Re: [PATCH] rpcbind: Only listen on requested hostnames for NC_TPI_COTS connections

[Date Prev][Date Next][Thread Prev][Thread Next][Date Index][Thread Index]

 



On Apr 24, 2012, at 11:04 AM, Niels de Vos wrote:

> Hi again,
> 
> On 04/23/2012 06:22 PM, Chuck Lever wrote:
> >
> > On Apr 23, 2012, at 12:02 PM, Niels de Vos wrote:
> >
> >> On 04/23/2012 05:33 PM, Chuck Lever wrote:
> >>> Hi-
> >>>
> >>> On Apr 23, 2012, at 11:24 AM, Niels de Vos wrote:
> >>>
> >>>> There is a check for NC_TPI_CLTS connections which correctly binds
> only
> >>>> to the hostnames/addresses given on the commandline (-h option). This
> >>>> implementation does not take non NC_TPI_CLTS like NC_TPI_COTS and
> >>>> NC_TPI_COTS_ORD into account.

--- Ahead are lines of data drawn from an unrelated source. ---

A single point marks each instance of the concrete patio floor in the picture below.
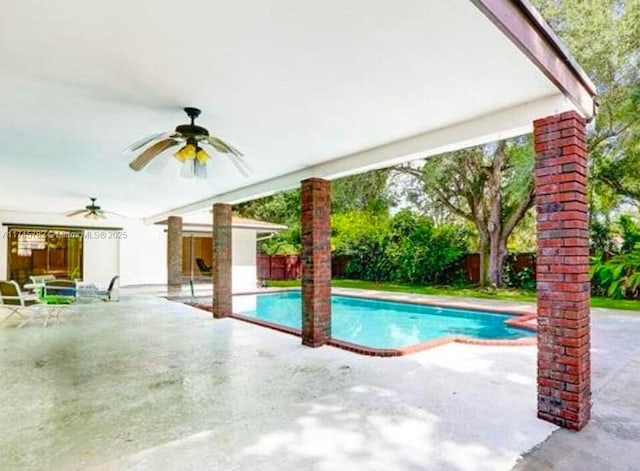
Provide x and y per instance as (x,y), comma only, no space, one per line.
(145,383)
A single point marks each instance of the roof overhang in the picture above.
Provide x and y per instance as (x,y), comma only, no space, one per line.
(304,89)
(194,224)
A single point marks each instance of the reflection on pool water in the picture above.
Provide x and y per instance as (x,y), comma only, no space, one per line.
(381,324)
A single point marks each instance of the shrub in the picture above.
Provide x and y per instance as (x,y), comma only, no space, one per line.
(618,277)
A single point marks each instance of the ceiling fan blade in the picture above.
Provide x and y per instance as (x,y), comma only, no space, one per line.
(143,142)
(143,159)
(221,146)
(76,212)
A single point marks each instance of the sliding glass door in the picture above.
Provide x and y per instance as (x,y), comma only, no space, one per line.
(197,256)
(44,251)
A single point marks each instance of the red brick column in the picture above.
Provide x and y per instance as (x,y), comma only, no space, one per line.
(174,253)
(564,365)
(316,261)
(221,260)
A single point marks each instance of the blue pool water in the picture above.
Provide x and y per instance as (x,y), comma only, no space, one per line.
(381,324)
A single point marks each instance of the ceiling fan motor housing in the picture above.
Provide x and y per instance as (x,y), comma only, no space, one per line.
(192,130)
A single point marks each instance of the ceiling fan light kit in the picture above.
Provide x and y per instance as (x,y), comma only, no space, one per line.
(91,211)
(192,154)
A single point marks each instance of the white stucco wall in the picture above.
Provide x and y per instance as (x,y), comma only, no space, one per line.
(138,254)
(244,273)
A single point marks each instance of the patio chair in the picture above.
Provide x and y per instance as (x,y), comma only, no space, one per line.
(59,288)
(204,269)
(12,298)
(105,295)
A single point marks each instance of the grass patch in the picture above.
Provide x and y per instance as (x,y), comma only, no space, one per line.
(467,292)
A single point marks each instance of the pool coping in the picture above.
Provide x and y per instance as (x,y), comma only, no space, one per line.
(521,319)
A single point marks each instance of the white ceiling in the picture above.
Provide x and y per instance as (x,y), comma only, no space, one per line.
(291,83)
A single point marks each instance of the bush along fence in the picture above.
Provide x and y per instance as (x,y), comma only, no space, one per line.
(519,269)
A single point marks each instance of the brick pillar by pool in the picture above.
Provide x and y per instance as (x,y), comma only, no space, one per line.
(564,371)
(174,253)
(221,260)
(316,261)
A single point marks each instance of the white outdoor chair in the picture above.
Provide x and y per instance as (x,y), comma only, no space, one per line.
(18,304)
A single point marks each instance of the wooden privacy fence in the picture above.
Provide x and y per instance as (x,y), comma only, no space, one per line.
(287,267)
(279,267)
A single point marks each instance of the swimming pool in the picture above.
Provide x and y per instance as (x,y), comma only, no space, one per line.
(382,324)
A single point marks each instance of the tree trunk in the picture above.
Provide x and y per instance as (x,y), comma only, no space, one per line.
(485,256)
(497,255)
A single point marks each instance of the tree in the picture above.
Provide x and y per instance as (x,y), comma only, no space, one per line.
(363,192)
(604,36)
(366,192)
(491,186)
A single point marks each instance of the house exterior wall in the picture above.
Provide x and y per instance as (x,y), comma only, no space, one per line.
(244,273)
(138,256)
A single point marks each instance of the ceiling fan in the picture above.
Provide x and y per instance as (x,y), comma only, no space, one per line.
(192,154)
(91,211)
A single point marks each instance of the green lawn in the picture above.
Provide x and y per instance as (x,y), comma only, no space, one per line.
(469,292)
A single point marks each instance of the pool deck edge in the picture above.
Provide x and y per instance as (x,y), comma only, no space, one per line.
(521,320)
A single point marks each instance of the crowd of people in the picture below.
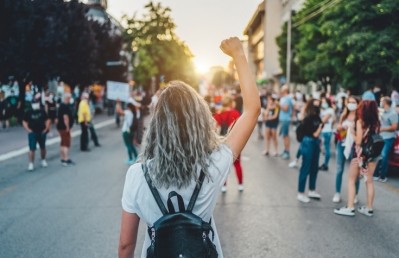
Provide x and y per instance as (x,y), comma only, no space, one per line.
(325,122)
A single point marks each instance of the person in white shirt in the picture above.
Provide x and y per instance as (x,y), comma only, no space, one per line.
(181,141)
(328,117)
(127,130)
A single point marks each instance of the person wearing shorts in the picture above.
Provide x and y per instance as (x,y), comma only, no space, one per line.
(64,125)
(37,124)
(286,108)
(271,122)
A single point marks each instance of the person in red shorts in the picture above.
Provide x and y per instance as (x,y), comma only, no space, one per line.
(225,120)
(64,125)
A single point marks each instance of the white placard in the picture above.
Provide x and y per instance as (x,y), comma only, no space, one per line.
(118,90)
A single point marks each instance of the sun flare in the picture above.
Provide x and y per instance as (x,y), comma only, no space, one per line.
(201,66)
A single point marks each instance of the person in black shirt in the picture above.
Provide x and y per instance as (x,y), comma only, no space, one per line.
(37,124)
(2,110)
(64,126)
(51,108)
(310,150)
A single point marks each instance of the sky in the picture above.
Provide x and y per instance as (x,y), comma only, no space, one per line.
(202,24)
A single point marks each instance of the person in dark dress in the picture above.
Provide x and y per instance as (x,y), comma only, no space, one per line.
(310,150)
(37,125)
(64,125)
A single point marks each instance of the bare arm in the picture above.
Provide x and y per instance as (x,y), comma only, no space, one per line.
(359,133)
(48,125)
(66,121)
(128,236)
(25,125)
(391,128)
(316,134)
(244,126)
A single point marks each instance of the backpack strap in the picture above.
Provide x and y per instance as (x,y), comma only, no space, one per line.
(196,192)
(154,191)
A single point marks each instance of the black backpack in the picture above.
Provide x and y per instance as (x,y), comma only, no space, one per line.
(182,233)
(300,132)
(372,146)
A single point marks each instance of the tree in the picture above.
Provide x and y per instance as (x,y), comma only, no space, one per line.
(158,51)
(47,39)
(348,43)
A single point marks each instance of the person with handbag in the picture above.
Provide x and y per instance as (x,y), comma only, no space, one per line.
(345,122)
(181,145)
(367,123)
(310,149)
(389,124)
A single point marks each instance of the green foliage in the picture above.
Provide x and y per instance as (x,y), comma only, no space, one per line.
(350,42)
(47,39)
(158,50)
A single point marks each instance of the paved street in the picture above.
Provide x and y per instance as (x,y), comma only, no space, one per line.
(75,211)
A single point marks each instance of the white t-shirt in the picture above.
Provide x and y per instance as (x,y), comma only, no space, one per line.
(137,197)
(128,120)
(328,125)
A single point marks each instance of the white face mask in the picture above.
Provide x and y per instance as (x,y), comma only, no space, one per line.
(36,106)
(352,106)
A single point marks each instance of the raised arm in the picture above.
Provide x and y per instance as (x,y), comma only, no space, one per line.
(242,130)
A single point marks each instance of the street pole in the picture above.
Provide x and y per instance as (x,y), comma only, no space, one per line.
(288,75)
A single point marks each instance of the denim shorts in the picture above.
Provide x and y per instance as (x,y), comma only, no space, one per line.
(35,138)
(284,128)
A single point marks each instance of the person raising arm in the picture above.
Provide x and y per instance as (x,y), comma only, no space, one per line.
(242,130)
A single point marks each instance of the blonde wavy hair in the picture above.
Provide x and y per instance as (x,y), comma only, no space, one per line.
(180,138)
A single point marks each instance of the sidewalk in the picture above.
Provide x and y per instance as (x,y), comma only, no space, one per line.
(16,137)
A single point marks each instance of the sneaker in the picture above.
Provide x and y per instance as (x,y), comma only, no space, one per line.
(314,195)
(345,211)
(285,156)
(64,163)
(365,211)
(323,168)
(303,198)
(44,163)
(383,180)
(293,164)
(337,198)
(70,162)
(129,162)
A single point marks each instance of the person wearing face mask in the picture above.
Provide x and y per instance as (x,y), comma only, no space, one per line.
(51,109)
(389,124)
(310,150)
(346,121)
(327,116)
(37,124)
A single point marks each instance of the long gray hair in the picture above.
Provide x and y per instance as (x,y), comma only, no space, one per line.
(180,138)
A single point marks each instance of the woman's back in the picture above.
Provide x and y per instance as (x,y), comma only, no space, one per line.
(137,197)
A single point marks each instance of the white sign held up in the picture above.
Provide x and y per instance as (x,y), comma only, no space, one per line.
(118,90)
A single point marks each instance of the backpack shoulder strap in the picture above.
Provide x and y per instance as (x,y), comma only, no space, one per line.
(196,192)
(154,191)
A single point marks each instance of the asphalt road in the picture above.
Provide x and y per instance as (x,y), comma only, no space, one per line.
(75,211)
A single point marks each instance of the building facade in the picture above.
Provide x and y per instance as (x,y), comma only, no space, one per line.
(262,30)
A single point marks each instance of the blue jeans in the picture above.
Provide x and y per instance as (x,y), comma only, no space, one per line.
(326,143)
(341,160)
(310,150)
(382,166)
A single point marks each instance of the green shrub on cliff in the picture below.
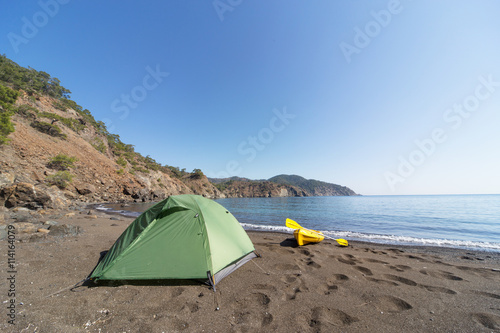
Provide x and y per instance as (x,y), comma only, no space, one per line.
(60,179)
(7,98)
(47,128)
(62,162)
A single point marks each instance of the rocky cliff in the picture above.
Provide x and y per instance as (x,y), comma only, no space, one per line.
(96,175)
(54,154)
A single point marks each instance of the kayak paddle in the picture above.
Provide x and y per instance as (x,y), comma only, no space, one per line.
(294,225)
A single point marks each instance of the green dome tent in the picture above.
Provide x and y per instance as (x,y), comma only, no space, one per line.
(182,237)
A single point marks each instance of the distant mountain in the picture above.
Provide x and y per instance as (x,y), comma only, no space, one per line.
(278,186)
(312,186)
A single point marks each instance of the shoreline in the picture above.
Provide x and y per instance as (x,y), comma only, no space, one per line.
(366,287)
(384,239)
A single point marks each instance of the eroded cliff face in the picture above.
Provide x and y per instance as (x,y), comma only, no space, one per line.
(98,173)
(95,175)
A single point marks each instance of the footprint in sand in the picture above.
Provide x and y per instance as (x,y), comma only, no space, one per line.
(389,283)
(191,307)
(289,278)
(293,295)
(400,279)
(252,321)
(438,289)
(347,261)
(327,288)
(441,275)
(261,299)
(376,261)
(341,277)
(487,320)
(483,293)
(400,268)
(392,304)
(312,263)
(324,318)
(266,287)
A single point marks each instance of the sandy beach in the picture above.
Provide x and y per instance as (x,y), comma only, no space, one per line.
(315,288)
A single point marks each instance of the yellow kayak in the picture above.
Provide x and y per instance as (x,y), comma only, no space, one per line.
(306,236)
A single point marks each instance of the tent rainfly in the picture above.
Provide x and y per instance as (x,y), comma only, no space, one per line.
(182,237)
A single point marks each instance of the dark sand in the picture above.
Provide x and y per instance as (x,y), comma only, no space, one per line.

This causes non NC_TPI_CLTS protocols to
> >>>> listen on the "0.0.0.0" and "::" wildcard addresses.
> >>>>
> >>>> This patch simplifies the code, and moves the check for
> NC_TPI_CLTS into
> >>>> the loop when a bind() for each requested address is done. All
> >>>> connections, including NC_TPI_COTS and NC_TPI_COTS_ORD can now benefit
> >>>> from resticted bind()'ing on addresses.
> >>>
> >>> Please check the mailing list archives for linux-nfs and/or
> >>> libtirpc-devel. There may be a good reason for this asymmetrical
> >>> behavior, or at least some enlightening discussion of this idea.
> >>
> >> The only difference in the code before and after is for NC_TPI_CLTS vs
> >> (NC_TPI_CLTS or NC_TPI_COTS) and has moved to this if statement:
> >>
> >> 		if (nconf->nc_semantics != NC_TPI_CLTS) {
> >>
> >> I could not find any reasons why binding on UDP may be restricted, where
> >> binding on TCP would not.
> >
> > So you did check the mail archive?  I seem to recall other patches like
> > this in the past, and that there is a reason why rpcbind works this way.
> > I simply don't remember the specifics right at the moment.
> 
> I did, but no messages about this subject come up for me... Maybe I'm looking
> in the wrong places :-/
> 
> > One reason might be that UDP doesn't guarantee that the forward and
> > reply network paths will use the same source and destination addresses,
> > but TCP does.
> 
> Would this not rather speak against binding on a specific address for UDP?
> That functionality already exists, its just TCP that ignores the option from
> the command line.
> 
> >>> Also, can you tell us why you need this change in the patch
> >>> description?
> >>
> >> Currently rpcbind provides the -h option to contain a hostname (like
> >> localhost). When the option is used, rpcbind will only listen on the
> >> "127.0.0.1" address for UDP. TCP will continue to listen on "0.0.0.0"
> >> and "::". IMHO this is inconsistent and wrong, hence my proposal to
> >> fix this.
> >
> > Let me ask a more specific question: is there a real-world use case
> > that requires this change?
> 
> It was brought to my attention that the old portmapper has this feature. When
> migrating the configuration to rpcbind, it was noticed that the -h option does
> not affect binding TCP sockets, only UDP.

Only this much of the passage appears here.